Chris: Well, what's it called?
The scene than cuts to the family in Compton, driving away as the back window of their car is shattered by gunfire. Thus ends the Keisha saga, but Chris already has his eye on someone else.
Despite being indifferent to most sitcoms, and network television in general, I really like Everybody Hates Chris. While the show adheres to a sitcom template, it has just enough of its own funky style to rise above it all and still be unique. Kind of like it's titular hero, I suppose. When I watched this episode, in which Chris tries to date a girl who's only interested in him when he he has something she wants, I couldn't help but think of the Wonder Years. I'm not making a direct comparison, but I feel a similar personal connection when I watch Chris try to fumble through school and through life the same way all of us geeky losers had to, and if that meant pining for girls who wanted nothing to do with us, so be it.
It's also clear from this first episode that not much has changed as far as the basic dynamic of the show. Chris' mom is still a "ghetto snob," she refuses to join a neighborhood watch until Julius' truck is stolen, then she decides to form one herself, much to the consternation of their new neighbor, played by Whoopi Goldberg. Julius, Chris' dad, still gets uptight about money.
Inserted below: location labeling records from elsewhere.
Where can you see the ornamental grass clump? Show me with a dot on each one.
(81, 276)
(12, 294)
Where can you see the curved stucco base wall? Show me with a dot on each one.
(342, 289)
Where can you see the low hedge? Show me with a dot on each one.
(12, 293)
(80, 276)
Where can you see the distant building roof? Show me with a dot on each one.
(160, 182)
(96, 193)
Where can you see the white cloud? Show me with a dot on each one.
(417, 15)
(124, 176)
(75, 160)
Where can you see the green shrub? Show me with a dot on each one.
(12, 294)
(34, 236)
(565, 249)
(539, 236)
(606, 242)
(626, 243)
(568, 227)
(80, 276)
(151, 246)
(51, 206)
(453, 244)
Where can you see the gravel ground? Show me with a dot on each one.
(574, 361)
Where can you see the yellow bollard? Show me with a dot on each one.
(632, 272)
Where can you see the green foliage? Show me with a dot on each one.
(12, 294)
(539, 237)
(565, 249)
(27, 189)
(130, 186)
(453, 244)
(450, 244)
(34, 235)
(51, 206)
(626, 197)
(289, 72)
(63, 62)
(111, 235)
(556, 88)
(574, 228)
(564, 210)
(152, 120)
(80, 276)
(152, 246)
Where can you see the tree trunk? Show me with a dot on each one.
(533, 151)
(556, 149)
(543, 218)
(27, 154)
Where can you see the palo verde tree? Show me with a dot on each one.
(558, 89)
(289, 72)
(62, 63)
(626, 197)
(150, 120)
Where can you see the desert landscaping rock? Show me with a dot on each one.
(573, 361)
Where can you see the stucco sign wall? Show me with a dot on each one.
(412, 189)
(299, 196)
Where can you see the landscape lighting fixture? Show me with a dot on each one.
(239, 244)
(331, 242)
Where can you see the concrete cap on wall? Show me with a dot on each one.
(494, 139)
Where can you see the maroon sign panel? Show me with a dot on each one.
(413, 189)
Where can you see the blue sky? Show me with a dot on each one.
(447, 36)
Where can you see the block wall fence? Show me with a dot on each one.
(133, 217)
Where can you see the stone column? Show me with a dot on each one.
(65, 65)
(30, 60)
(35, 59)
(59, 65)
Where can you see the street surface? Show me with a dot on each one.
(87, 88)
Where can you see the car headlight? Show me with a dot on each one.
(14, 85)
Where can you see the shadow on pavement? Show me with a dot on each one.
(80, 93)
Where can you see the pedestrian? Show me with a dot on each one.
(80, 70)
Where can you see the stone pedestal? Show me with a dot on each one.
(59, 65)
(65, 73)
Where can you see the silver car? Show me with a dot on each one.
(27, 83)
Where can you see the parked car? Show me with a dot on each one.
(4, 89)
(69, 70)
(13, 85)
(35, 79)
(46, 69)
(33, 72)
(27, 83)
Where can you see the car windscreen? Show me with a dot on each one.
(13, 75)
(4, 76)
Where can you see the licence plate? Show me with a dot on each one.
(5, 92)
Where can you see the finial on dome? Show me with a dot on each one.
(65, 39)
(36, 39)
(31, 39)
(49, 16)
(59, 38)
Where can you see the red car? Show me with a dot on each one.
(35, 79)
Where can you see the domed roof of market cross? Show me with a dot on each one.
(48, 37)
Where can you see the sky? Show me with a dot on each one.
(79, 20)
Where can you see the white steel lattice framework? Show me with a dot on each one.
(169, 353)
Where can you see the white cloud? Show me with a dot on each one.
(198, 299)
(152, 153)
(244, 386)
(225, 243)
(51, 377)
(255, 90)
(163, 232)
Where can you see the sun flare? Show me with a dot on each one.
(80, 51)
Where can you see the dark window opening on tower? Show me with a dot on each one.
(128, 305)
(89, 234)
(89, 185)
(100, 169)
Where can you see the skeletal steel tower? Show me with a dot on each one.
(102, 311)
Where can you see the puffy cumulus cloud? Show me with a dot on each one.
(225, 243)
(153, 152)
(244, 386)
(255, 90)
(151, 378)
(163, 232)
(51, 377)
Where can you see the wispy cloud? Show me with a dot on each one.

Also back are the great cutaway gags, a convention that the writers pull off quite well. I loved when Chris Rock talks about how his neighborhood could never get together with food being involved, and how the scene cut to Chris' mom offering a man in a full body cast a plate of ribs, and then offering the grieving mother of a dead boy some catfish. Rock also talks about how the crime rate in the neighborhood has gone up, and how the crack boom took neighborhoods like his by storm: "It used to take years to become a junky, but crack cut that down to thirty-seven minutes."